A análise das iniciativas dos participantes na busca por acesso aos serviços públicos do Sistema de Saúde evidenciou os impactos e sofrimentos vivenciados diante das situações de internação. Trajetórias descritas como de impotência e de indignação. As referências aos serviços extra-hospitalares mostraram-se menos aversivas e com maior possibilidade de diálogo com os profissionais. Entretanto, a dificuldade de aderirem ao tratamento medicamentoso e de dar continuidade ao acompanhamento esteve presente. Especificamente, em relação ao CAPS, embora a proposta tenha sido enfatizada de maneira favorável, surge como idealizada, distante da realidade.
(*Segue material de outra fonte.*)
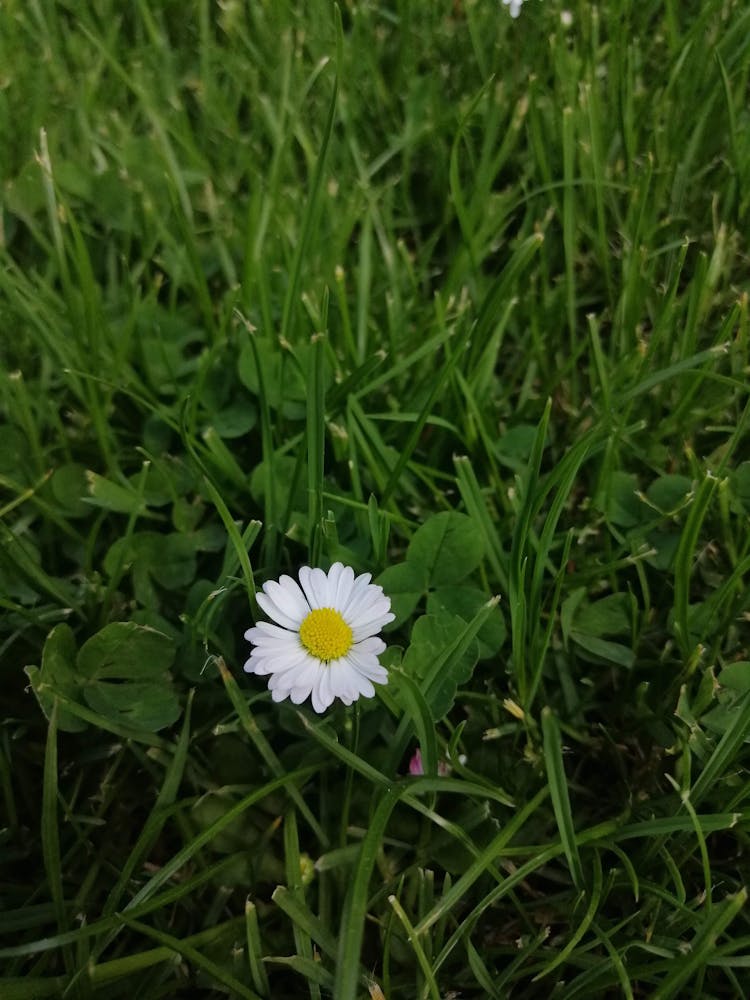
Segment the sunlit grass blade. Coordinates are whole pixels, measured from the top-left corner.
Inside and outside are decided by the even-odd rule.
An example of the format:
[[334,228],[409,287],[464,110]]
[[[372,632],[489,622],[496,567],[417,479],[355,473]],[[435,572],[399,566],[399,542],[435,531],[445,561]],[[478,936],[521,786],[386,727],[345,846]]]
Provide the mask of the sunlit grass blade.
[[403,788],[391,787],[381,798],[362,841],[359,858],[352,873],[344,902],[339,929],[334,995],[337,1000],[356,1000],[361,975],[360,952],[365,932],[369,884],[380,842],[391,813],[403,794]]
[[228,809],[223,816],[204,829],[202,833],[198,834],[198,836],[193,837],[193,839],[176,854],[174,854],[169,861],[166,862],[166,864],[162,865],[158,872],[152,875],[145,885],[143,885],[131,899],[127,909],[134,909],[140,904],[146,902],[146,900],[150,899],[156,891],[160,889],[165,882],[169,881],[169,879],[172,878],[172,876],[178,872],[184,864],[194,857],[202,847],[210,843],[213,837],[229,826],[233,820],[235,820],[238,816],[241,816],[243,812],[249,809],[256,802],[259,802],[261,799],[265,798],[265,796],[272,794],[278,789],[284,788],[288,784],[304,780],[315,770],[317,770],[315,767],[306,767],[300,768],[297,771],[290,771],[282,777],[269,781],[265,785],[261,785],[260,788],[257,788],[248,795],[245,795],[239,802],[235,803],[235,805]]
[[675,580],[674,580],[674,614],[675,631],[682,649],[683,656],[688,659],[692,653],[690,640],[690,619],[689,619],[689,595],[690,578],[693,570],[693,559],[698,543],[703,520],[706,516],[708,505],[711,502],[717,479],[710,472],[699,484],[695,498],[690,507],[685,526],[680,537],[680,544],[675,555]]
[[320,962],[312,958],[301,958],[299,955],[269,955],[266,962],[293,969],[307,982],[310,990],[316,989],[318,993],[321,987],[328,993],[333,990],[333,976]]
[[[554,802],[554,796],[553,796],[553,802]],[[588,893],[589,898],[588,898],[588,905],[586,906],[586,912],[583,914],[581,922],[576,927],[575,931],[573,932],[570,940],[565,945],[565,947],[559,952],[559,954],[554,959],[552,959],[552,961],[548,965],[545,966],[542,972],[538,972],[536,976],[534,976],[534,981],[538,979],[543,979],[545,976],[549,975],[550,972],[561,966],[567,960],[569,955],[573,954],[578,945],[578,942],[581,941],[583,936],[586,934],[586,931],[589,929],[589,927],[591,926],[591,922],[596,916],[596,912],[602,901],[602,861],[601,858],[599,857],[598,851],[593,852],[593,857],[594,857],[594,865],[593,865],[594,874],[591,879],[591,888]]]
[[532,530],[532,519],[539,508],[540,498],[537,484],[539,471],[547,437],[547,425],[552,409],[552,401],[547,400],[544,414],[536,435],[526,474],[522,484],[521,510],[518,514],[513,531],[510,565],[508,573],[508,603],[511,609],[511,639],[513,646],[513,671],[522,704],[526,704],[528,696],[528,665],[527,665],[527,595],[524,584],[527,559],[529,557],[529,533]]
[[417,962],[419,963],[419,968],[422,970],[422,975],[425,978],[427,986],[426,992],[428,992],[429,996],[431,996],[433,1000],[440,1000],[440,989],[438,988],[438,984],[435,981],[435,977],[432,974],[430,961],[424,953],[422,944],[419,940],[416,931],[414,930],[411,921],[409,920],[406,910],[404,910],[403,906],[398,901],[396,896],[389,896],[388,902],[393,907],[396,916],[401,921],[401,924],[404,930],[406,931],[406,939],[409,942],[412,949],[414,950]]
[[[65,905],[62,862],[60,857],[60,833],[58,827],[58,763],[57,763],[57,716],[59,703],[55,698],[47,728],[47,746],[44,755],[44,787],[42,789],[42,852],[47,886],[52,896],[58,931],[67,927],[68,916]],[[72,955],[63,952],[65,964],[70,972]]]
[[[293,809],[287,809],[284,814],[284,864],[288,892],[304,905],[304,885],[302,880],[302,859],[299,850],[297,819]],[[310,935],[304,927],[295,923],[292,928],[297,955],[307,962],[312,961],[313,946]],[[308,982],[308,990],[312,1000],[320,1000],[320,987],[315,980]]]
[[[358,851],[359,845],[353,845]],[[329,958],[336,957],[338,942],[336,936],[315,916],[304,900],[279,885],[271,897],[276,905],[286,913],[295,926],[301,928],[308,938],[320,946]]]
[[186,961],[197,966],[197,968],[201,969],[211,979],[215,979],[231,990],[233,996],[244,997],[244,1000],[259,1000],[258,994],[254,990],[249,989],[244,983],[241,983],[235,976],[227,972],[223,966],[201,954],[192,944],[188,944],[186,941],[180,940],[172,934],[149,927],[140,920],[134,920],[125,915],[122,916],[122,920],[140,934],[158,941],[162,947],[169,948],[178,955],[182,955]]
[[[327,320],[327,302],[325,307]],[[323,363],[325,343],[322,333],[312,341],[312,361],[307,385],[307,502],[310,522],[308,554],[311,566],[320,563],[323,517],[323,478],[325,466],[325,384]]]
[[263,946],[258,926],[258,911],[255,903],[249,898],[245,901],[245,929],[247,944],[247,960],[250,966],[255,991],[261,997],[269,997],[271,988],[268,982],[265,965],[263,964]]
[[715,788],[716,783],[734,766],[735,759],[747,739],[750,729],[750,694],[746,694],[737,708],[731,723],[719,740],[690,789],[690,801],[697,806]]
[[417,925],[417,933],[421,934],[429,927],[432,927],[445,914],[450,913],[453,907],[465,896],[467,890],[477,879],[481,878],[487,868],[489,861],[495,861],[502,855],[503,849],[521,830],[524,824],[534,815],[536,810],[547,797],[547,789],[543,788],[506,824],[504,829],[493,838],[476,861],[464,872],[459,880],[454,883],[435,904],[433,909],[423,917]]
[[578,840],[573,826],[573,815],[568,795],[568,779],[565,776],[563,764],[562,740],[560,727],[555,714],[549,708],[542,709],[542,736],[544,742],[544,763],[547,769],[550,798],[555,810],[557,829],[565,850],[573,883],[579,892],[585,888],[583,865],[578,850]]
[[669,1000],[679,996],[680,991],[713,955],[716,943],[747,902],[747,890],[741,889],[727,896],[706,915],[693,940],[689,953],[670,970],[658,989],[654,990],[654,1000]]

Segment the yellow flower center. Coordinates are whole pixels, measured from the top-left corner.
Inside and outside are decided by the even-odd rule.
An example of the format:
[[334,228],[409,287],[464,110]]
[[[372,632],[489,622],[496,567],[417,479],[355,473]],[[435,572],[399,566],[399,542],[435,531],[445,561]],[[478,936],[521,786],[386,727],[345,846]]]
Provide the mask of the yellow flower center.
[[302,645],[319,660],[338,660],[352,648],[352,630],[333,608],[311,611],[299,627]]

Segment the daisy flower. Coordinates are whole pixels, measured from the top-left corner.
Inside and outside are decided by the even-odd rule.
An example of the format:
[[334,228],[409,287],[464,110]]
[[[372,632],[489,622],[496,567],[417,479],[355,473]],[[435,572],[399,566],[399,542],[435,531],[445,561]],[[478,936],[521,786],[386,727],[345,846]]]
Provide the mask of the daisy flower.
[[303,566],[299,584],[282,576],[263,584],[257,595],[273,620],[245,632],[254,649],[245,664],[250,674],[270,674],[274,701],[291,698],[295,705],[312,695],[316,712],[335,698],[351,705],[360,695],[375,694],[373,682],[388,683],[378,662],[385,643],[377,633],[392,622],[391,601],[371,584],[370,573],[334,563],[328,573]]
As críticas à gestão da saúde mental se fizeram presentes com ênfase na necessidade de fiscalização por parte do Estado das clínicas conveniadas com o SUS.

Os participantes mencionaram, também, outros percursos percorridos em busca da garantia de seus direitos. O Sistema de Justiça aparece como tendo sido acionado para requerer a guarda de crianças de mães com transtorno mental e/ou uso de drogas, reivindicação de benefícios para pessoas portadoras de transtornos e busca em situações de solicitação de interdição de familiares com transtornos mentais. Também é mencionado nos trabalhos da polícia, que tanto é vista como aquela que poderá proteger e é buscada para a realização de boletins de ocorrência, quanto é lembrada como representada por profissionais que podem bater, agredir, e de quem é preciso se defender.